Dans le cadre des efforts déployés pour aider le Gouvernement à instaurer un régime national d'asile, le HCR s'emploiera à renforcer les capacités institutionnelles et procédurales des autorités en leur dispensant formations, conseils et compétences techniques nécessaires. En attendant l'adoption de la loi sur l'asile, l'Organisation se chargera de l'enregistrement et de la détermination du statut de réfugié et offrira une protection et des services d'accompagnement aux demandeurs d'asile et aux réfugiés urbains. Le HCR appuiera également des programmes d'assistance permettant aux personnes qui relèvent de sa compétence d'avoir accès aux services sociaux essentiels et de parvenir à l'autosuffisance.
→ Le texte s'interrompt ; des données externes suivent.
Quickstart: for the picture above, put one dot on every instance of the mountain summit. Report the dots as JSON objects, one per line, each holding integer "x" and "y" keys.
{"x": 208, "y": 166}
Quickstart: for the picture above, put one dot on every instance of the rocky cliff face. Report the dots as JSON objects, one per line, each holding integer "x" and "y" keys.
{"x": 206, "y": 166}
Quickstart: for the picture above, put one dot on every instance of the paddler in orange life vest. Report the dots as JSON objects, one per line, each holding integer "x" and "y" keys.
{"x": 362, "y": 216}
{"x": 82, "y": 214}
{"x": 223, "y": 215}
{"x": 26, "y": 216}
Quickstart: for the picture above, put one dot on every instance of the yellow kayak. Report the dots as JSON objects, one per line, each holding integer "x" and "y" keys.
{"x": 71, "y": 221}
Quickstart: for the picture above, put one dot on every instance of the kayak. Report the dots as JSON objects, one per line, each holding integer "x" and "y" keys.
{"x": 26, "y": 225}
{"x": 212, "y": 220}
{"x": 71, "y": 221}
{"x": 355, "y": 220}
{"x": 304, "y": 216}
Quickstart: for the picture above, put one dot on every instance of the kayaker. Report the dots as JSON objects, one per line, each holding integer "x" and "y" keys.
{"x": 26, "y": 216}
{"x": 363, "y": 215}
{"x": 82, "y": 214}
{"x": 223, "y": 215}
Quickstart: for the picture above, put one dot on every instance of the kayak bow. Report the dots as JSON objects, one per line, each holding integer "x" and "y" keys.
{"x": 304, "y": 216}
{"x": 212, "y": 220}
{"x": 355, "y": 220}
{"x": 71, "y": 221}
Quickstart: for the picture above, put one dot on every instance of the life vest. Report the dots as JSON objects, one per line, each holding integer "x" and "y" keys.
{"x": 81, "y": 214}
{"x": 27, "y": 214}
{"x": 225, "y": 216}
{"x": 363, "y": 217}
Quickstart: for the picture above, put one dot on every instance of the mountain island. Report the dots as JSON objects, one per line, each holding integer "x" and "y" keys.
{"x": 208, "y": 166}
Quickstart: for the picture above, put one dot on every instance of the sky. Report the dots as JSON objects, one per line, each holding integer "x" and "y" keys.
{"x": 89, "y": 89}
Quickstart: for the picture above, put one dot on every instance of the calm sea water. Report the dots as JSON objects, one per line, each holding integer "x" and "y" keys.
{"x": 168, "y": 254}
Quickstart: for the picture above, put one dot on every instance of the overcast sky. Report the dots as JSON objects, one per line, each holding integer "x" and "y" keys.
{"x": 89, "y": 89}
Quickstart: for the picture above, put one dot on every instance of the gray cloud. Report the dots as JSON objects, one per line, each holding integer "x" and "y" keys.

Le rapatriement librement consenti des Mauritaniens réfugiés au Mali sera envisagé lorsque les conditions le permettront. Si un accord tripartite est signé en 2013 entre le HCR et les Gouvernements mauritanien et malien, l'Organisation aidera ces réfugiés à regagner leur pays.
Contraintes
L'organisation de l'aide humanitaire demeure extrêmement difficile dans la région désertique du Hodh el Charghi, où est situé le camp de Mbera. Il s'agit en effet d'une région reculée où les infrastructures et les services essentiels sont limités. En outre, le banditisme et les menaces d'enlèvement restreignent encore les possibilités d'accès du personnel humanitaire. Enfin, les réfugiés et les communautés d'accueil souffrent de la pénurie de ressources naturelles couplée à l'insécurité alimentaire.
Organisation et mise en œuvre
Coordination
Le HCR entretient d'étroites relations de travail avec le ministère de l'Intérieur et de la Décentralisation (MIDEC). Il participe également à l'Equipe des Nations Unies dans le pays et coopère avec un éventail de partenaires d'exécution et de partenaires opérationnels. A la demande du Gouvernement mauritanien, le HCR coordonne l'intervention en faveur des réfugiés maliens, en étroite collaboration avec un homologue national et un comité de suivi nommé par les autorités. Des réunions de coordination avec les autorités, les institutions des Nations Unies, les ONG et les partenaires issus de la société civile se tiennent régulièrement à Nouakchott et à Bassikounou.
Informations financières
Au cours de l'année 2012, les besoins financiers du HCR en Mauritanie, initialement estimés à 7,8 millions de dollars E.-U., ont augmenté suite à l'établissement d'un budget supplémentaire pour la situation au Mali. Pour 2013, les besoins liés aux réfugiés maliens sont inclus dans le budget global, qui s'élève à 28 millions de dollars E.-U.